Get access

The power of a standardized bleeding score in diagnosing paediatric type 1 von Willebrand’s disease and platelet function defects


  • This work was presented in abstract form at the 51st American Society of Hematology Annual Meeting, New Orleans, LA, December 5th, 2009.

    1PDM and SHO contributed equally to the writing of this manuscript.

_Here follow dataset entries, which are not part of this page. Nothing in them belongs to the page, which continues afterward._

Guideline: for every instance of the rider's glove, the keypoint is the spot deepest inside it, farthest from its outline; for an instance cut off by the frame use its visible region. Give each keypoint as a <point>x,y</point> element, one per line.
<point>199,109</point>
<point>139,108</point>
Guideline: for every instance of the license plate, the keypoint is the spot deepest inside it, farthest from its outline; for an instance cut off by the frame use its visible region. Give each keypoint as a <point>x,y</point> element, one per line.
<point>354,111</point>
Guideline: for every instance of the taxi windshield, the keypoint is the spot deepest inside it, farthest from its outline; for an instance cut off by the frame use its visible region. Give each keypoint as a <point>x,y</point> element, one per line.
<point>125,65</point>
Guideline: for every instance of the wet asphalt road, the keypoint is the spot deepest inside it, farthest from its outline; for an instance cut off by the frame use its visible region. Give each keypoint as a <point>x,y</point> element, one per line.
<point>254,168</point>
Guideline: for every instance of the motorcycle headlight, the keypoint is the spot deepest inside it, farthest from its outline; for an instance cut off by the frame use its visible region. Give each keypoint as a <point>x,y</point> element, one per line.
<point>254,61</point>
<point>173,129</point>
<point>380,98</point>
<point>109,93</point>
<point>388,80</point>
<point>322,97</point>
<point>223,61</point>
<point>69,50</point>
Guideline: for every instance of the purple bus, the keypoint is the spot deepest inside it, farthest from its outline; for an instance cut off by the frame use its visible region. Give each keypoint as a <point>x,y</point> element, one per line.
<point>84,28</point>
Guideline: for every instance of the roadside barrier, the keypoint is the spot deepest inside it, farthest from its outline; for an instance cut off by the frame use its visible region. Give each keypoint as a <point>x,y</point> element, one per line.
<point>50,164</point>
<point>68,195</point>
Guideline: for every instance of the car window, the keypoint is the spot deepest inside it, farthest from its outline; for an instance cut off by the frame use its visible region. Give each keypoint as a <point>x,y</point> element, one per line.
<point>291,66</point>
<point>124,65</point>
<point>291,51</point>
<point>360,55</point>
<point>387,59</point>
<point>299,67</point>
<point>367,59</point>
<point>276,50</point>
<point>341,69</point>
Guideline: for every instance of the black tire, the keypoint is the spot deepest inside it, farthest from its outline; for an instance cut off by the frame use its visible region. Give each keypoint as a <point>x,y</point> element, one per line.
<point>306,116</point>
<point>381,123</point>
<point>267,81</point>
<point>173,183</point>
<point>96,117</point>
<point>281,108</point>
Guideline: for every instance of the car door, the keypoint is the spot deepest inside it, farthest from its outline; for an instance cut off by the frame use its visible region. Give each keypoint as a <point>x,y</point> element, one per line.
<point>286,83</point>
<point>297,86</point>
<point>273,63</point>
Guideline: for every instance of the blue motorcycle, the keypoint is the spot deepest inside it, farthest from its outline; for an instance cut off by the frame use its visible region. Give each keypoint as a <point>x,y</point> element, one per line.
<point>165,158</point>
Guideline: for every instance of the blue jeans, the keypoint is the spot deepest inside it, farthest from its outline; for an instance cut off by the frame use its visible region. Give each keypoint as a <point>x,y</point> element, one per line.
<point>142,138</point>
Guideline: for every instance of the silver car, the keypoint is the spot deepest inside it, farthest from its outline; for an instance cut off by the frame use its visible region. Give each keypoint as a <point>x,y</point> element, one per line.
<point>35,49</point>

Sarah H. O’Brien, MD, MSc, The Research Institute at Nationwide Children’s Hospital, 700 Children’s Drive, Columbus, OH 43205, USA.
Tel.: +1 614 722 3183; fax: +1 614 722 3544;


Summary.  A predictive standardized bleeding questionnaire (Vicenza score), previously validated for identifying individuals with type 1 von Willebrand’s disease (VWD), has never been prospectively validated in tertiary care paediatric settings. The aim of this study was to assess the Vicenza score’s predictive power in identifying type 1 VWD, low von Willebrand factor (VWF) and platelet function defects (PFD) in a prospective cohort of patients, 0–17 years old, referred to a paediatric haematology clinic for evaluation of a bleeding disorder. Before the initial visit, caregivers consented to answer the questionnaire via telephone. Patients’ medical records were reviewed after haematological evaluation. VWF:Ag or VWF:RCo<30 IU dL−1 were labelled ‘definite type 1 VWD’ while 30–50 IU dL−1 were labelled ‘Low VWF’. PFA-100 screening followed by abnormal electron microscopy and/or platelet aggregation studies diagnosed a PFD. At least one haemorrhagic symptom was present in 99 of the 104 children who completed the study (mean number of symptoms 2.87, mean Vicenza score 3.24). Eight met criteria for ‘definite type 1 VWD’, 23 for ‘low VWF’ and 13 for ‘PFD’. The sensitivity, specificity, and positive and negative predictive value (NPV) of the Vicenza score demonstrated poor diagnostic utility with the exception of high specificity in ruling out ‘definite type 1 VWD’. The NPV was comparably high with qualitative (>2 bleeding symptoms) and quantitative (Vicenza score ≥2) criteria. The Vicenza score has limited predictive value in paediatric tertiary care settings. While the NPV of excluding ‘definite type 1 VWD’ is high, simpler qualitative criteria is similarly predictive.